Ich war viel zu schwach, um mit ihm zu schelten, und auch zu schwach, um zu lachen. Zum Glück hatten ihm die Kohletabletten nicht zugesagt.
Drei Tage lang lag ich mit Fieber im Bett, trank Schwarztee, aß Kohle und Äpfel, die Michelangelo sorgsam auf der Käseraffel für mich rieb. Er war ein rührender Pfleger, voller Besorgnis und mit vielen Ideen, was mir guttun könnte. Daß ich weder Grappa noch Wein trinken wollte, verstand er nicht.

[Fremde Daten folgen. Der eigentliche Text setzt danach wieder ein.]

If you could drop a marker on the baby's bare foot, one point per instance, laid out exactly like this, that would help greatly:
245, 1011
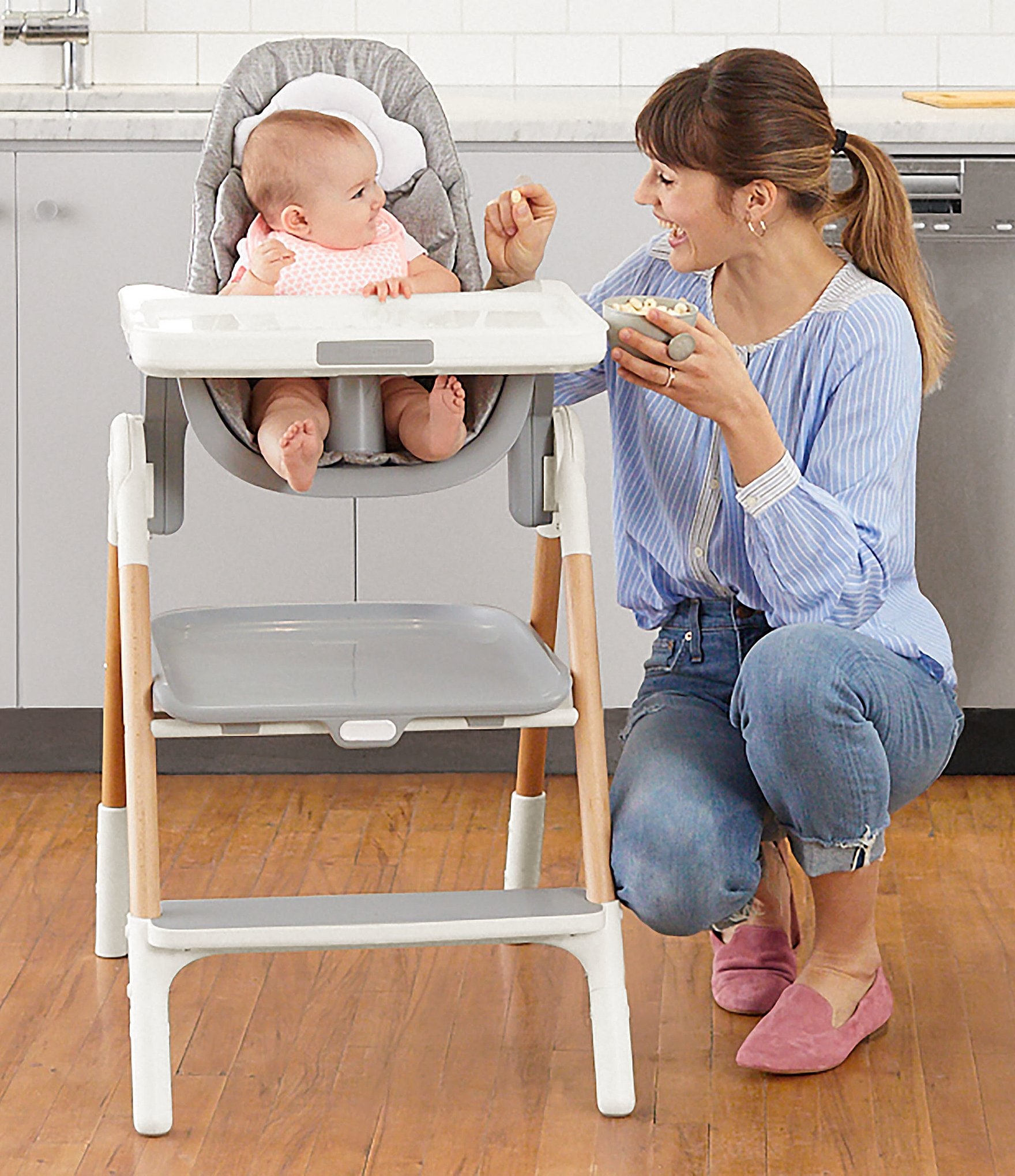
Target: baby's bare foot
447, 406
302, 447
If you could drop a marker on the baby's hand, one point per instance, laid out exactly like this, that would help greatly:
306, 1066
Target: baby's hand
393, 286
269, 260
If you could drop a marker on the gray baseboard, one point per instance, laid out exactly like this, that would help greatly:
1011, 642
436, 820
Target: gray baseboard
71, 740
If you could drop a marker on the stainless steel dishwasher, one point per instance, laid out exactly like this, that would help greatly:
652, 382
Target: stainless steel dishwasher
964, 211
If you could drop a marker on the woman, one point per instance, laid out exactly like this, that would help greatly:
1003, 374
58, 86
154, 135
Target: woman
800, 685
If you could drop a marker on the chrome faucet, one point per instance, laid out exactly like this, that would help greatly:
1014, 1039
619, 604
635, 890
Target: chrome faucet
69, 28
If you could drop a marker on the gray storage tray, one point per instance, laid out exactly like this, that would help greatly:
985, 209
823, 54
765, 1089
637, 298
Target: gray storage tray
334, 662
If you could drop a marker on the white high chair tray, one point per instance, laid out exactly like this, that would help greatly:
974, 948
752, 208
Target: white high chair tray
281, 662
540, 326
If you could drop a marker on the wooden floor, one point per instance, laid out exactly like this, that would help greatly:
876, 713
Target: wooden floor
456, 1061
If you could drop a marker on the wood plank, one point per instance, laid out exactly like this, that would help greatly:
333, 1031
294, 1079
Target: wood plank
478, 1059
957, 1114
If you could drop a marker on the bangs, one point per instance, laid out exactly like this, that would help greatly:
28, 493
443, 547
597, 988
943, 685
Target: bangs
673, 125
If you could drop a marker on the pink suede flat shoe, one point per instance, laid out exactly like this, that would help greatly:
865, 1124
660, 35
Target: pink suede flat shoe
798, 1038
755, 967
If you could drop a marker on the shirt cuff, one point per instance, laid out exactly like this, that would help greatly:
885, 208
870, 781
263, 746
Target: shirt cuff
769, 487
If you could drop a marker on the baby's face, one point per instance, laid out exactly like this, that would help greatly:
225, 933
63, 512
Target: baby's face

„Grappa desinfiziert doch, und Wein stärkt. Das hat mein Babbo immer gesagt. Drum bin ich so stark.“
Offenbar stimmt es, daß Grappa desinfiziert. Die Ursache meiner Krankheit lag wahrscheinlich darin, daß ich aus lauter Freude an unserm Quellenfund den Salat aus Versehen mit Zisternenwasser gewaschen hatte. Michelangelo trank nach dem Essen immer sein Gläslein Grappa. Ihm hatte der Salat nicht geschadet.
Sobald ich wieder auf den – allerdings wackligen – Beinen stand, entschloß ich mich, auch Grappa zu trinken. Vorbeugen ist besser als eine leere Notfallapotheke.